Alors que l’Allemagne fait face, depuis 2018, à des procédures devant la Cour de justice de l’Union européenne pour des faits de pollution de l’air au protoxyde d’azote et de contamination de l’eau par les nitrates, l’actuel ministre de l’Agriculture a décidé de suspendre un important système de contrôle des apports d’azote dans l’exploitation, appelé « bilan des flux d’éléments nutritifs ». D’autre part, un énorme potentiel encore inexploité est à l’étude, qui permettrait de tirer profit d’une ressource largement disponible : les engrais à base de déchets humains. Durant trois ans, en effet, un vaste projet de recherche intitulé « Zirkulierbar » (circulable, recyclable) s’est penché sur la possibilité d’utiliser en agriculture l’urine et les matières fécales issues des toilettes sèches. Contre toute attente, cette perspective a reçu un accueil généralement favorable auprès des agriculteur·ice·s et de la société dans son ensemble. Cet engrais est facile à utiliser, produit des rendements similaires à ceux obtenus par des engrais minéraux et – si manié avec prudence – ne présente aucun risque en termes de pathogènes et de résidus.

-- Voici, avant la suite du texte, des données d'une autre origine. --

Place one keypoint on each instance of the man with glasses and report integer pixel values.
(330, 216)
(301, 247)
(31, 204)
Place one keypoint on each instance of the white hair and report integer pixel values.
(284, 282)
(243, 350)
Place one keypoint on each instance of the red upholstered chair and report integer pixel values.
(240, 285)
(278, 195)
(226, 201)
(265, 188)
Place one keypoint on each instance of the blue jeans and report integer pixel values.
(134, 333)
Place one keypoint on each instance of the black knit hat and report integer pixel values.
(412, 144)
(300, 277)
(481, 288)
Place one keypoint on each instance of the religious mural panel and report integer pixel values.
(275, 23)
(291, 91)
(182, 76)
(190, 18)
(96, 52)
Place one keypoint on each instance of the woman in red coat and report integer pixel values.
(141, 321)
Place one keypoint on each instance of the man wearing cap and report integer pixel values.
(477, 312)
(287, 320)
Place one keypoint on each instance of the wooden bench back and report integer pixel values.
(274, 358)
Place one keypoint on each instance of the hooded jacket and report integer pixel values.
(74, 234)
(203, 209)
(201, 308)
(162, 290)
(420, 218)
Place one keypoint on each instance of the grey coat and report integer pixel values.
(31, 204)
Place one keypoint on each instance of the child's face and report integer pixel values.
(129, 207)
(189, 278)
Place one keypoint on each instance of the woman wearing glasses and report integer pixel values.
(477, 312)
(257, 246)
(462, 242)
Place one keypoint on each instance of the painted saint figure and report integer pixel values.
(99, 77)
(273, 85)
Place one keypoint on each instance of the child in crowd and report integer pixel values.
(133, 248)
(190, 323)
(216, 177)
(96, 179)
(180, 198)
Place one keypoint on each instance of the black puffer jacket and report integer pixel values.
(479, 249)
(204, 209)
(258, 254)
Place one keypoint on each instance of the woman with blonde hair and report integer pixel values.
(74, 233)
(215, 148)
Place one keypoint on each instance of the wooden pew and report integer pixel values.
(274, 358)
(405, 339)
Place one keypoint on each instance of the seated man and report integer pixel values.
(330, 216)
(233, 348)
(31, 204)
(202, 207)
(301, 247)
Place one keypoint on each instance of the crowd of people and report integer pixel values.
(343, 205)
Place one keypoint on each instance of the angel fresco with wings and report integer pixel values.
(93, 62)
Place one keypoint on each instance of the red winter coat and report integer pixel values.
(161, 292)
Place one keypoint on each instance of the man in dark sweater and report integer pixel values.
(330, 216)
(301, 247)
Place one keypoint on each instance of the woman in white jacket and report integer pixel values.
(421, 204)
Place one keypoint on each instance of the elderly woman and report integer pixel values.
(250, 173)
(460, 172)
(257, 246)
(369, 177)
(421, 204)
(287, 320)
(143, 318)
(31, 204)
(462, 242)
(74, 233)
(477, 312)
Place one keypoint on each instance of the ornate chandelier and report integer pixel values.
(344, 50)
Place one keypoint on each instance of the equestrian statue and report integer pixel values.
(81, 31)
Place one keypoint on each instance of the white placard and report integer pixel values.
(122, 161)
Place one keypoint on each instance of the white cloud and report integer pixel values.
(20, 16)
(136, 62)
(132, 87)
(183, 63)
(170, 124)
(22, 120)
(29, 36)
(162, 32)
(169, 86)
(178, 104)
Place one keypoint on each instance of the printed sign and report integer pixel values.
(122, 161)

Ainsi les apports en azote et en phosphore seraient garantis sur le long terme si les décideurs faisaient le choix de supprimer les obstacles juridiques et d’investir dans des cycles fermés de nutriments.
La conjoncture actuelle présente également de sérieuses implications pour la Pologne, qui représente environ 7 % de la production agricole de l’UE et figure parmi les principaux producteurs d’engrais azotés de l’UE (comptant pour près de 15 % du total). Malgré une forte production intérieure, ce pays reste tributaire des importations, notamment pour les engrais potassiques, qui proviennent presque exclusivement de l’étranger. Le recours intensif aux engrais entraîne des défis environnementaux persistants, comme la pollution de l’eau par les nitrates, due à des pratiques insuffisamment optimisées. Jusqu’à présent, les pouvoirs publics ont privilégié les soutiens financiers à court terme et la stabilisation du marché, sans établir de stratégie cohérente sur la durée afin de réduire la dépendance à l’égard des engrais de synthèse. Force est de constater toutefois que de telles mesures à court terme, comme les aides aux engrais, ne permettent pas de résoudre les problèmes structurels du système alimentaire.
L’UE doit agir maintenant
Même si l’agriculture européenne sera moins impactée par cette nouvelle crise des engrais que d’autres régions, il est navrant d’observer le manque d’initiative des États membres pour réduire la dépendance aux engrais d’origine fossile. Bien que nombre d’entre eux aient fortement investi dans les énergies renouvelables, précisément pour réduire leur dépendance aux importations de combustibles fossiles, aucun progrès n’a véritablement été accompli au niveau du système alimentaire européen.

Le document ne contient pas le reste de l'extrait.